Mitch Claydon: Durham seamer makes Kent loan move
Kent have signed Durham seamer Mitch Claydon on a one-month loan deal.
The 30-year old arrives with Kent eighth in Division Two of the County Championship and winless this season.
The team have fared much better in the YB40, however, and currently lie second in Group A.
Born in Australia but eligible to represent England, Claydon could stay at Canterbury beyond the initial month as the club have an option to extend the deal should they wish to do so.
Kent are in their third consecutive campaign in four-day cricket's second tier after being relegated by a mere six points in 2010.
Last season they just missed out on promotion, finishing third behind Derbyshire and Yorkshire although the top two were 24 points clear.
The recent draw with Hampshire saw Kent bat aggressively on the final day chasing 342 to win, eventually closing on 296-8.
"Given that we are at the bottom of the table, to realistically have a chance of promotion then we have to start doing these sort of things to chase wins," stand-in skipper Geraint Jones told BBC Radio Kent.
"We put in a fantastic effort as to lose early wickets, recover, go close to winning and then dig-in to make sure we didn't lose was brilliant."
Former England wicketkeeper Jones is currently leading Kent whilst James Tredwell, who replaced long-time captain Rob Key as skipper this winter, plays in the ICC Champions Trophy.

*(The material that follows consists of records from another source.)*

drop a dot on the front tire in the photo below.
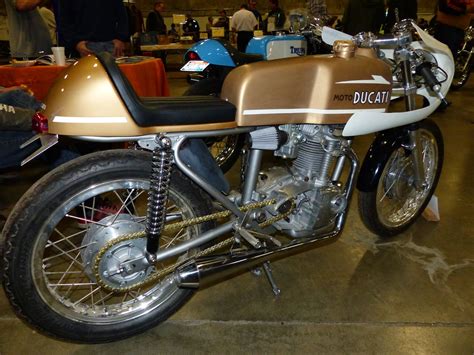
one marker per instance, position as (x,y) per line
(395,204)
(47,275)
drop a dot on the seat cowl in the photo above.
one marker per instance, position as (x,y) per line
(167,111)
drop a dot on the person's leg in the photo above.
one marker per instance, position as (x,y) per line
(98,47)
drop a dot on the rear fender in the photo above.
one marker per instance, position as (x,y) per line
(377,156)
(196,155)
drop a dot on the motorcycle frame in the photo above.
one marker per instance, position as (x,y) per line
(251,176)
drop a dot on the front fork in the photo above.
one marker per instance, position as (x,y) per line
(414,141)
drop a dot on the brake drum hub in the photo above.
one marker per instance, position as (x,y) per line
(116,267)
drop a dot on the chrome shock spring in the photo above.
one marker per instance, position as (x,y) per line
(158,195)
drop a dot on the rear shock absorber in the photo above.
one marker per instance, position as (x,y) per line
(158,194)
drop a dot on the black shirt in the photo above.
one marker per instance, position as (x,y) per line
(92,20)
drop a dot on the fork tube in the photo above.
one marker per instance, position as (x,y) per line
(409,86)
(251,175)
(415,145)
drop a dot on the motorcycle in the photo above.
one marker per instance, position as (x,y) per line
(464,60)
(153,230)
(211,60)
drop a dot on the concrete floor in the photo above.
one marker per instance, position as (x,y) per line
(412,294)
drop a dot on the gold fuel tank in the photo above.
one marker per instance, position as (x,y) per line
(321,89)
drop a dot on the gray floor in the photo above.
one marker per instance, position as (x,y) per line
(413,294)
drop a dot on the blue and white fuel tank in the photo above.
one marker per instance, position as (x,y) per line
(279,46)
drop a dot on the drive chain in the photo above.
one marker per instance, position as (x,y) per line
(176,226)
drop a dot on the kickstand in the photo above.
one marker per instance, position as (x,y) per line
(268,272)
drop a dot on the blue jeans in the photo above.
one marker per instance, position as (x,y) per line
(11,155)
(20,98)
(98,47)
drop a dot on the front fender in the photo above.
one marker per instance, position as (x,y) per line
(377,156)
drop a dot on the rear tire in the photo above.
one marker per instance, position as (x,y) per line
(396,204)
(46,275)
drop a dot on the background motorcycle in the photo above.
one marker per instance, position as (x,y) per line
(215,58)
(464,60)
(150,230)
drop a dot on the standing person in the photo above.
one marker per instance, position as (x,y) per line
(223,21)
(29,35)
(452,18)
(252,6)
(276,17)
(91,26)
(364,16)
(155,21)
(407,9)
(243,22)
(318,8)
(191,27)
(47,14)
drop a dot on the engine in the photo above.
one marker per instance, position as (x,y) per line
(309,180)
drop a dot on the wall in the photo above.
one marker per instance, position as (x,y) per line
(211,7)
(203,8)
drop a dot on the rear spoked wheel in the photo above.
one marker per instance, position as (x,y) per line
(62,222)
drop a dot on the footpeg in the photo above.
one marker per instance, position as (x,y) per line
(254,242)
(268,272)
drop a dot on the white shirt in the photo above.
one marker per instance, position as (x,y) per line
(243,20)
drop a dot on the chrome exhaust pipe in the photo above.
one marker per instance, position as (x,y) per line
(210,270)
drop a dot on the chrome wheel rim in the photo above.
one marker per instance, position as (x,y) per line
(59,271)
(398,199)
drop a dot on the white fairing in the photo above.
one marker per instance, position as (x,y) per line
(286,49)
(369,122)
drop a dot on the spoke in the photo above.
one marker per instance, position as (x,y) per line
(103,298)
(73,284)
(88,295)
(64,238)
(62,272)
(67,270)
(66,254)
(87,221)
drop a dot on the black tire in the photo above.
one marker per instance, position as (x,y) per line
(395,204)
(43,222)
(225,149)
(462,71)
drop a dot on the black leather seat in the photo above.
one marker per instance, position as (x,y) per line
(169,111)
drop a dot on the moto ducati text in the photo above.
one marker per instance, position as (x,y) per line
(113,243)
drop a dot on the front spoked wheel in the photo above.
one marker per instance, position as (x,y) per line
(58,228)
(397,202)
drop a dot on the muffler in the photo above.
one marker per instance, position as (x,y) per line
(209,270)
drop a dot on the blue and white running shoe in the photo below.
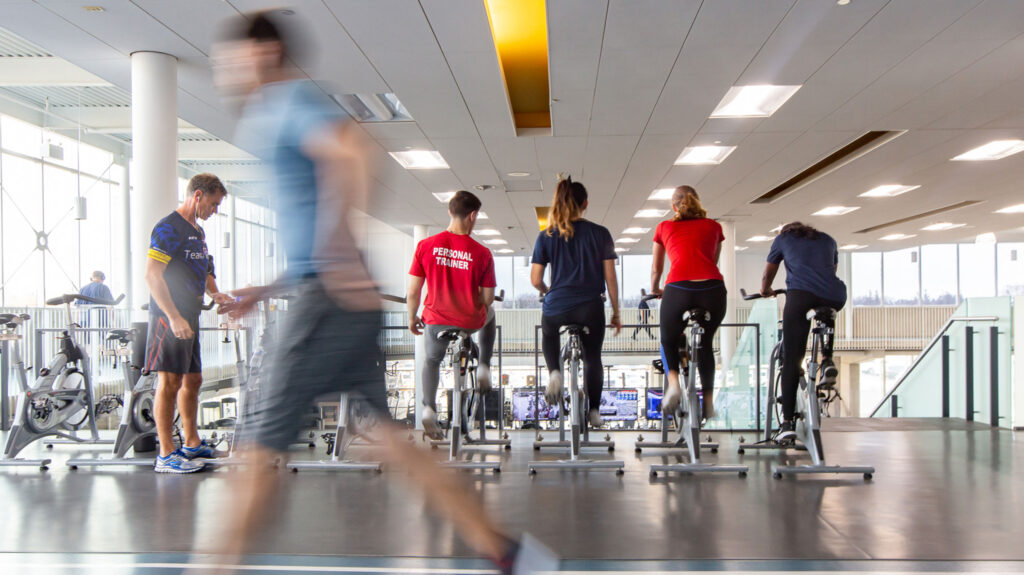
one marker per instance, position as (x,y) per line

Off-spinner Tredwell is expected to return to Canterbury in July once the tournament has ended, and England have finished their T20 series with New Zealand.
"The plan to risk it and try to win was a group decision," Jones added.
"You can't make these sort of calls without the players' backing and we had that so it was a matter of setting targets collectively.
"It would have been easy to fold once we collapsed a bit [to 250-8] but the young lads Calum Haggett and Adam Riley showed great determination to get the draw.
"In the last three weeks we've got better and better and what's brilliant is that different characters are stepping up when we need them most."